FAQ
I am writing this post because it seems that the GO JSON encoder is not a
truly streaming encoder. That is, the memory overhead of encoding JSON is
not constant but rather is proportional to the size of the data structure
being encoded.

I am writing a server to store health metrics of ~10,000 machines in a
cluster. This server always stores the latest health metrics of all 10,000
machines in its local memory. When other processes request these health
metrics, this server must send them over the wire via JSON or Go RPC.

The health metrics for 10,000 machines is quite large. Encoding a slice of
10,000 health metrics is 313M in JSON and 196M in GOB.

Both the Go JSON encoder and GOB encoder wrap an io.Writer, so I would
expect that using them does not incur much additional memory overhead even
when encoding very large data structures. However, when I run experiments
I see the contrary.

In my experiment, I stream my 10,000 length slice of health metrics to
ioutil.Discard rather than a byte.Buffer to ensure that the act of writing
is not consuming additional memory. Moreover, my 10,000 length slice merely
contains pointers to the health metrics already in local memory, so the
slice itself consumes minimal additional memory. Yet my working set size
doubles after encoding JSON or GOB.

After encoding my 10,000 health metrics as JSON, my working set increases
from 780MiB to 1.62 GiB. I am getting my working set size by using
syscall.Getrusage.

Suspecting that the JSON encoder is increasing the page size, I broke my
10,000 slice into 100 smaller slices and JSON encoded each of the 100
slices of length 100 to ioutil.Discard. I still encoded the same amount of
data, but in 100 smaller chunks instead of 1 big chunk. When I did this, my
working set increased by only 7MiB instead of by over 700MiB.

The results of my experiment suggest that the JSON encoder may not be a
truly streaming encoder. That is the memory overhead is not constant but
rather proportional to the size of the data structure being encoded. I saw
similar results with the GOB encoder, but with the GOB encoder the memory
overhead decreased by half instead of by a factor of 1/100 when I ran the
same experiment.

Has anyone else in the go community run into this? Are there any third
party encoders that can stream JSON with nearly constant memory overhead?
Is there anything I can do to make the encoders that come with Go use
memory more economically?




--
You received this message because you are subscribed to the Google Groups "golang-nuts" group.
To unsubscribe from this group and stop receiving emails from it, send an email to [email protected].
For more options, visit https://groups.google.com/d/optout.

Search Discussions

  • Caleb Spare at Dec 2, 2015 at 7:39 pm
    I am writing this post because it seems that the GO JSON encoder is not a truly streaming encoder.
    No it isn't, nor does it claim to be (that I can find).

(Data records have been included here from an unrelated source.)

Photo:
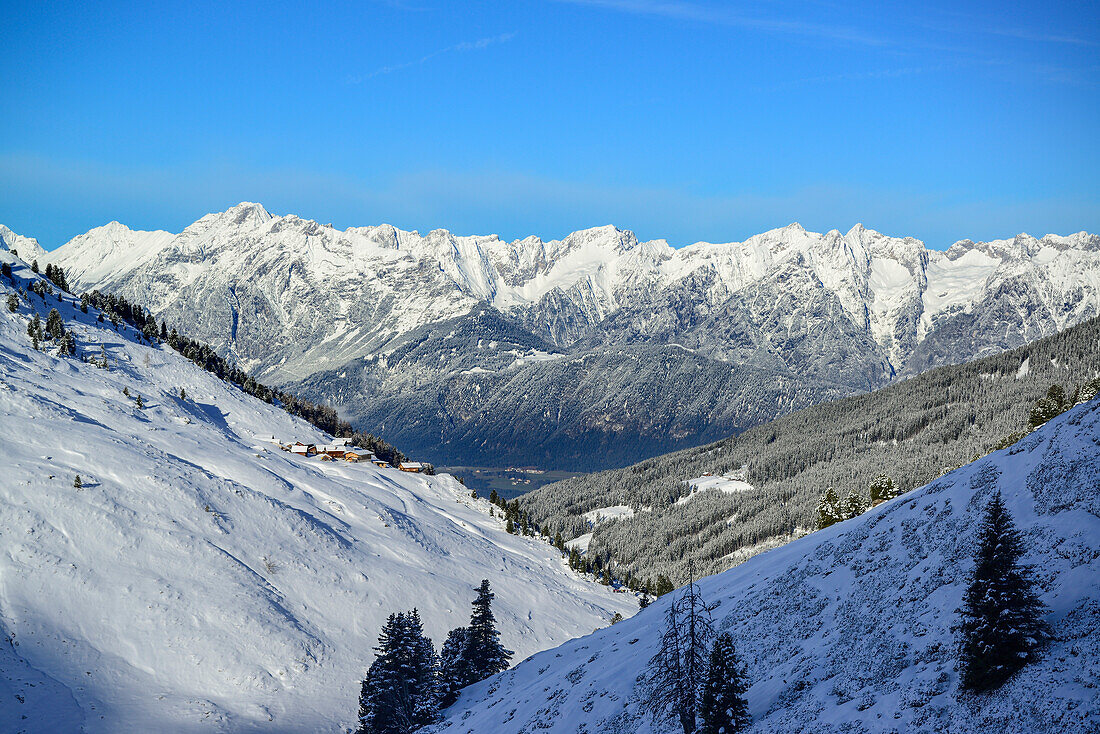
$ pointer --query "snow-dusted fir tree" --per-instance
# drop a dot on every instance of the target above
(724, 709)
(829, 510)
(483, 654)
(400, 691)
(854, 505)
(452, 668)
(1002, 617)
(882, 489)
(677, 671)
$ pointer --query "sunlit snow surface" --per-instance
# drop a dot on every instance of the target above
(202, 579)
(849, 628)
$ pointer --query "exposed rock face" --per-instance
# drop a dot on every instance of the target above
(785, 318)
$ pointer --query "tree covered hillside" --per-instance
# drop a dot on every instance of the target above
(868, 625)
(913, 431)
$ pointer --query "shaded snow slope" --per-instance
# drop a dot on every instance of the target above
(202, 579)
(848, 630)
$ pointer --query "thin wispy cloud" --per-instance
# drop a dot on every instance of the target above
(458, 47)
(722, 15)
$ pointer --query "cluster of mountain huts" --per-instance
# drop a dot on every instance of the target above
(340, 449)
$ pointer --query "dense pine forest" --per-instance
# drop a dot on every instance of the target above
(912, 433)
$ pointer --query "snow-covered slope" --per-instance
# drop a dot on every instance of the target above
(849, 628)
(201, 578)
(784, 319)
(892, 288)
(26, 247)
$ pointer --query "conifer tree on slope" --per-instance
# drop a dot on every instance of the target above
(724, 709)
(828, 510)
(452, 669)
(679, 667)
(400, 691)
(483, 654)
(1002, 623)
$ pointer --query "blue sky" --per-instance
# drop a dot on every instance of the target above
(689, 120)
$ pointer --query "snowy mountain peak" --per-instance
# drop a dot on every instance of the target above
(26, 247)
(851, 628)
(199, 576)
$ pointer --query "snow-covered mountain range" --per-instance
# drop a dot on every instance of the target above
(831, 314)
(200, 578)
(849, 628)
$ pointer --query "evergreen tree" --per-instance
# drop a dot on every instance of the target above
(724, 709)
(452, 669)
(34, 329)
(483, 654)
(828, 510)
(854, 505)
(54, 325)
(663, 585)
(400, 691)
(1002, 617)
(882, 489)
(678, 669)
(1057, 395)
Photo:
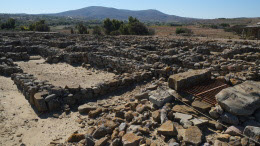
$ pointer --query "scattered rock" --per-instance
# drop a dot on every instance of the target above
(201, 106)
(252, 132)
(242, 99)
(167, 129)
(192, 136)
(229, 118)
(101, 142)
(75, 137)
(130, 139)
(160, 96)
(188, 79)
(86, 108)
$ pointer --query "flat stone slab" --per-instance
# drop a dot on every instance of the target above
(188, 79)
(242, 99)
(160, 96)
(181, 116)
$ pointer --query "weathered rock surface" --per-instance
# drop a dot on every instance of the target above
(242, 99)
(253, 132)
(130, 139)
(192, 136)
(167, 129)
(188, 79)
(160, 96)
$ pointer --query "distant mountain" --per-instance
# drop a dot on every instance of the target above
(100, 13)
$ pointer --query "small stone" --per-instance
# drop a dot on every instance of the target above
(156, 116)
(89, 140)
(201, 106)
(234, 130)
(122, 127)
(101, 142)
(199, 122)
(130, 139)
(76, 137)
(192, 136)
(229, 118)
(95, 113)
(167, 129)
(180, 116)
(85, 109)
(252, 132)
(129, 116)
(141, 96)
(223, 137)
(100, 132)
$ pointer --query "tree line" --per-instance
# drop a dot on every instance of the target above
(109, 27)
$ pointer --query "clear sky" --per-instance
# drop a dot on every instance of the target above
(185, 8)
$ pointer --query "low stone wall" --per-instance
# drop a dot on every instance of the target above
(46, 97)
(7, 67)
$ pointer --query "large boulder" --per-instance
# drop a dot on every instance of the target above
(188, 79)
(160, 96)
(242, 99)
(130, 139)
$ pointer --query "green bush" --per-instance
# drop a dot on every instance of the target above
(224, 25)
(97, 30)
(39, 26)
(133, 27)
(10, 24)
(181, 30)
(82, 29)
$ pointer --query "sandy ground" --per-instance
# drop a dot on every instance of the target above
(20, 124)
(63, 74)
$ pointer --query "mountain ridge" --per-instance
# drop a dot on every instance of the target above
(100, 13)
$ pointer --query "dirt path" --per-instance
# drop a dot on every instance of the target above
(63, 74)
(20, 124)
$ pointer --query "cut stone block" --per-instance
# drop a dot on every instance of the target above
(39, 101)
(187, 79)
(160, 96)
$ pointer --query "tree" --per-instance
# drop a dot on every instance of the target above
(39, 26)
(82, 29)
(10, 24)
(138, 28)
(71, 31)
(107, 24)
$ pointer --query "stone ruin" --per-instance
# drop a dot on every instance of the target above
(169, 64)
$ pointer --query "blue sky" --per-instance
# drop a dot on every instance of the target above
(185, 8)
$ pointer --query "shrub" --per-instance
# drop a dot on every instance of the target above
(10, 24)
(181, 30)
(97, 30)
(138, 28)
(24, 28)
(133, 27)
(39, 26)
(82, 29)
(224, 25)
(71, 31)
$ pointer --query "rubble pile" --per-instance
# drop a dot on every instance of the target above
(160, 113)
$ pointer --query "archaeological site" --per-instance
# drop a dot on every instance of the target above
(59, 89)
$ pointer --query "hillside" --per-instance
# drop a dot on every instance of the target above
(100, 13)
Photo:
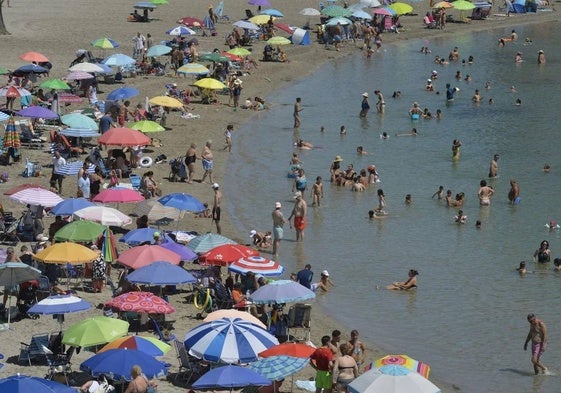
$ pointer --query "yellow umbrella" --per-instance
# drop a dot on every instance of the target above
(63, 253)
(210, 83)
(260, 19)
(169, 102)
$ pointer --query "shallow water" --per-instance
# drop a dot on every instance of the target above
(468, 317)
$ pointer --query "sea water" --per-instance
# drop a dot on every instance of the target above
(467, 319)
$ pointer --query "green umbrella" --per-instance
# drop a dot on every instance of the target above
(95, 331)
(147, 126)
(55, 84)
(79, 231)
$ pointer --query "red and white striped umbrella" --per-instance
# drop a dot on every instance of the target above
(257, 265)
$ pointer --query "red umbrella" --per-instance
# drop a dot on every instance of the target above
(124, 137)
(118, 195)
(34, 57)
(226, 254)
(140, 256)
(141, 302)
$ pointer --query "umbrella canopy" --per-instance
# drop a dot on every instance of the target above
(95, 331)
(63, 253)
(36, 197)
(210, 83)
(60, 304)
(403, 361)
(207, 242)
(140, 256)
(229, 377)
(225, 254)
(117, 364)
(118, 60)
(147, 126)
(228, 340)
(392, 379)
(118, 195)
(78, 120)
(104, 215)
(169, 102)
(233, 313)
(140, 302)
(158, 50)
(275, 368)
(122, 136)
(281, 291)
(182, 201)
(161, 273)
(24, 383)
(81, 231)
(258, 265)
(149, 345)
(123, 93)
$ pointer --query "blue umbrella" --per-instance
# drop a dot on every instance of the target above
(182, 201)
(69, 206)
(228, 340)
(161, 273)
(281, 291)
(117, 363)
(25, 383)
(122, 93)
(230, 377)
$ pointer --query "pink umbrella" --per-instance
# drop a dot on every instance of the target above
(118, 195)
(140, 256)
(141, 302)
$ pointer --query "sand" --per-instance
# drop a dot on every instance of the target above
(58, 28)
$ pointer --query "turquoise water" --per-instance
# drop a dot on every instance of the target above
(467, 319)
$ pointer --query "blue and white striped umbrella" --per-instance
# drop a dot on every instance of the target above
(228, 340)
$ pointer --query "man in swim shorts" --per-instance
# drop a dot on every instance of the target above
(299, 214)
(538, 336)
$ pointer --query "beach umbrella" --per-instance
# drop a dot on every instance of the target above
(118, 195)
(161, 273)
(86, 67)
(79, 120)
(228, 340)
(63, 253)
(226, 254)
(207, 242)
(118, 60)
(140, 302)
(392, 379)
(56, 84)
(81, 231)
(166, 101)
(149, 345)
(116, 364)
(158, 50)
(233, 313)
(36, 197)
(105, 43)
(122, 136)
(182, 201)
(24, 383)
(258, 265)
(37, 112)
(193, 68)
(140, 256)
(104, 215)
(403, 361)
(281, 291)
(229, 377)
(122, 93)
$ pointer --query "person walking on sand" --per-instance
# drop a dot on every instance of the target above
(538, 336)
(299, 213)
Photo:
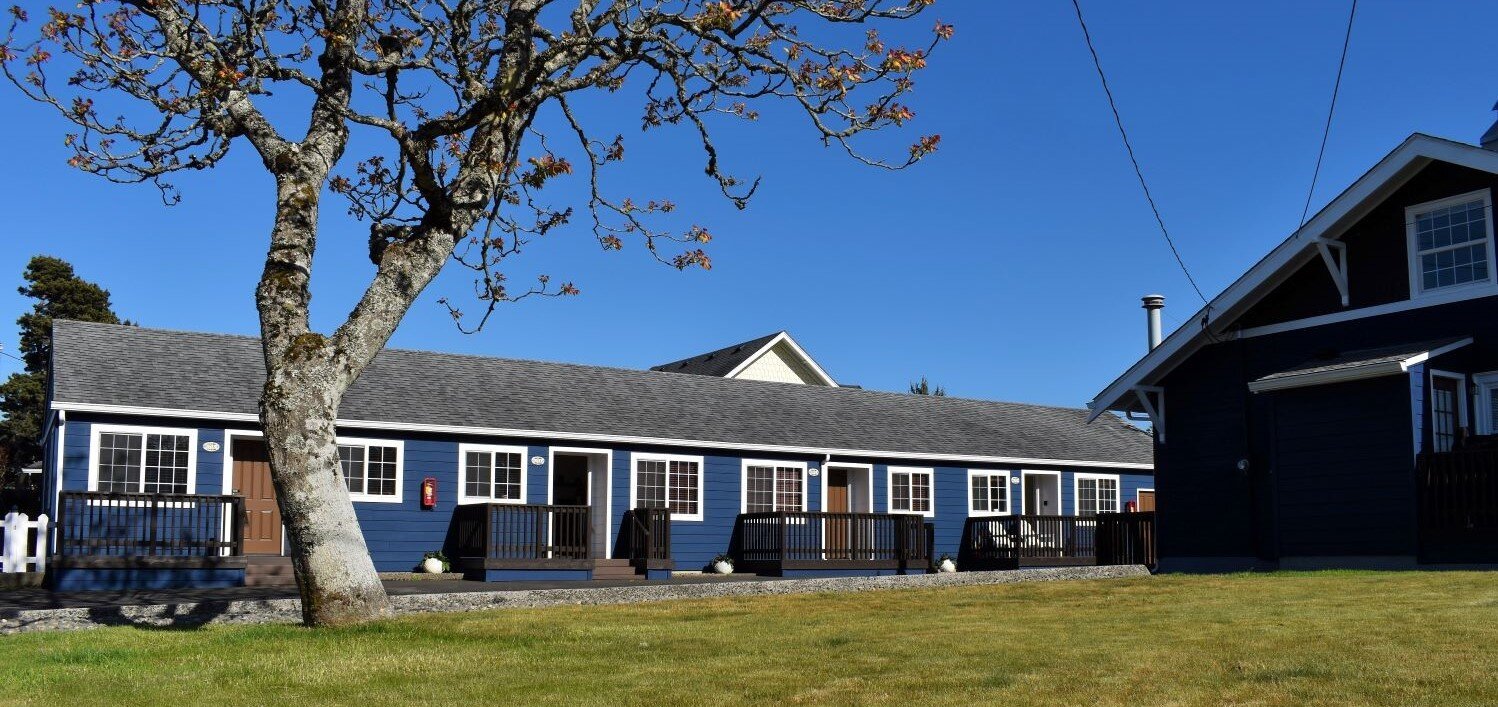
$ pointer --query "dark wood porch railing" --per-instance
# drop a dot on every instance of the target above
(141, 525)
(1458, 505)
(776, 541)
(1127, 539)
(649, 536)
(1037, 541)
(1011, 541)
(522, 532)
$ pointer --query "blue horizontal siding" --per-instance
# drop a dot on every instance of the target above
(400, 533)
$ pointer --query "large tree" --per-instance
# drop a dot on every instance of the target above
(59, 294)
(463, 111)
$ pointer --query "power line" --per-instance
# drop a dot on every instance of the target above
(1326, 132)
(1131, 158)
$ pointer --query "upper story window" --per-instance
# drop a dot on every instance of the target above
(911, 490)
(370, 469)
(1450, 243)
(668, 481)
(773, 486)
(143, 460)
(1097, 493)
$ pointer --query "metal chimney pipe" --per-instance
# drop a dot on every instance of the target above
(1152, 306)
(1489, 138)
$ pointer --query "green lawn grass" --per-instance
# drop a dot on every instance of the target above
(1271, 638)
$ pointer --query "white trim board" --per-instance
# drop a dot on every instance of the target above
(775, 483)
(1008, 492)
(1413, 247)
(799, 351)
(463, 499)
(143, 430)
(620, 439)
(889, 489)
(868, 478)
(701, 481)
(1076, 490)
(1369, 189)
(1353, 373)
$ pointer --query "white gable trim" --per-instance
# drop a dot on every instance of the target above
(1378, 183)
(796, 348)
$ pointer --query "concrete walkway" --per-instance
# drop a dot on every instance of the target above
(192, 608)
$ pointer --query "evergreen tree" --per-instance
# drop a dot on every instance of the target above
(59, 294)
(925, 388)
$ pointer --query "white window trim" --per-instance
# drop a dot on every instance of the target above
(701, 481)
(400, 469)
(889, 489)
(525, 472)
(104, 429)
(775, 487)
(1076, 492)
(1008, 492)
(1411, 244)
(1461, 397)
(1486, 388)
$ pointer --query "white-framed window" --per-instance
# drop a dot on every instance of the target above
(1486, 402)
(126, 459)
(372, 469)
(1097, 493)
(772, 486)
(667, 481)
(987, 492)
(913, 490)
(1450, 243)
(492, 474)
(1447, 409)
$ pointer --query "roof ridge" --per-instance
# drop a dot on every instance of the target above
(688, 378)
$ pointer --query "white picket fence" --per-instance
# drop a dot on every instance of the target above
(18, 550)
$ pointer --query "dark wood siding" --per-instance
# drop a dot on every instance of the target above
(1344, 471)
(1377, 256)
(1206, 435)
(1209, 508)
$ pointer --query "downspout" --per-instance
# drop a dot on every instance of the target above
(59, 436)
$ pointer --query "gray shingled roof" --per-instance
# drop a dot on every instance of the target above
(718, 363)
(129, 366)
(1362, 358)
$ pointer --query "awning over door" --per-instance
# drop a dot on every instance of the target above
(1357, 364)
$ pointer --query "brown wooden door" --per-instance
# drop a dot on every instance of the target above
(252, 480)
(836, 502)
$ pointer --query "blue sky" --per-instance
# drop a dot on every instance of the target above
(1008, 265)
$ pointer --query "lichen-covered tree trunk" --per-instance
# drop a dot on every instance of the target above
(309, 373)
(334, 571)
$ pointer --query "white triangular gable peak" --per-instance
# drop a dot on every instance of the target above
(796, 351)
(1312, 240)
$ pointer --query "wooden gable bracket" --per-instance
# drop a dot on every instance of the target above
(1152, 399)
(1333, 253)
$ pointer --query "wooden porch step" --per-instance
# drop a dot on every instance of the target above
(614, 569)
(268, 571)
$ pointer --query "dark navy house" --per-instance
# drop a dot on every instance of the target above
(156, 472)
(1336, 405)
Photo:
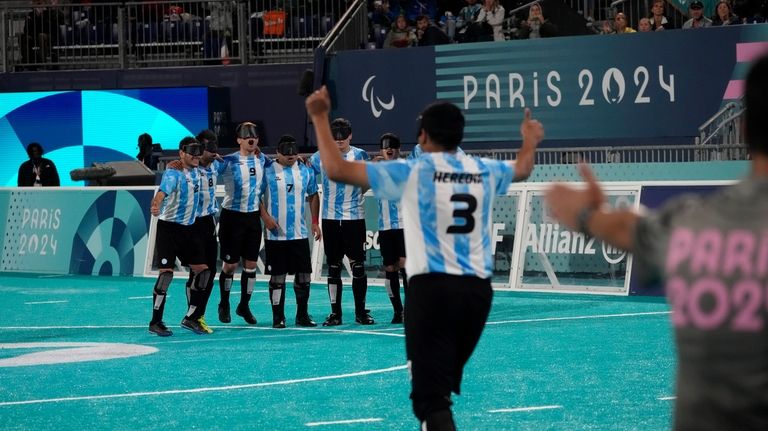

    The encoder marshals (and buffers) an entire object at a time. If you
    have a slice of 10k items you want to send as a JSON array, you can do
    the array encoding yourself: send a "[", then encode each item with a
    "," in between, then a final "]".

    http://play.golang.org/p/NTLgY2CRXp

    -Caleb

    --
    You received this message because you are subscribed to the Google Groups "golang-nuts" group.
    To unsubscribe from this group and stop receiving emails from it, send an email to [email protected].
    For more options, visit https://groups.google.com/d/optout.
  • Travis Keep at Dec 2, 2015 at 7:48 pm
    Just curious, is there an architectural reason that the JSON encoder is not
    streaming?
    On Wednesday, December 2, 2015 at 11:40:18 AM UTC-8, Caleb Spare wrote:

    I am writing this post because it seems that the GO JSON encoder is not
    a truly streaming encoder.

    No it isn't, nor does it claim to be (that I can find).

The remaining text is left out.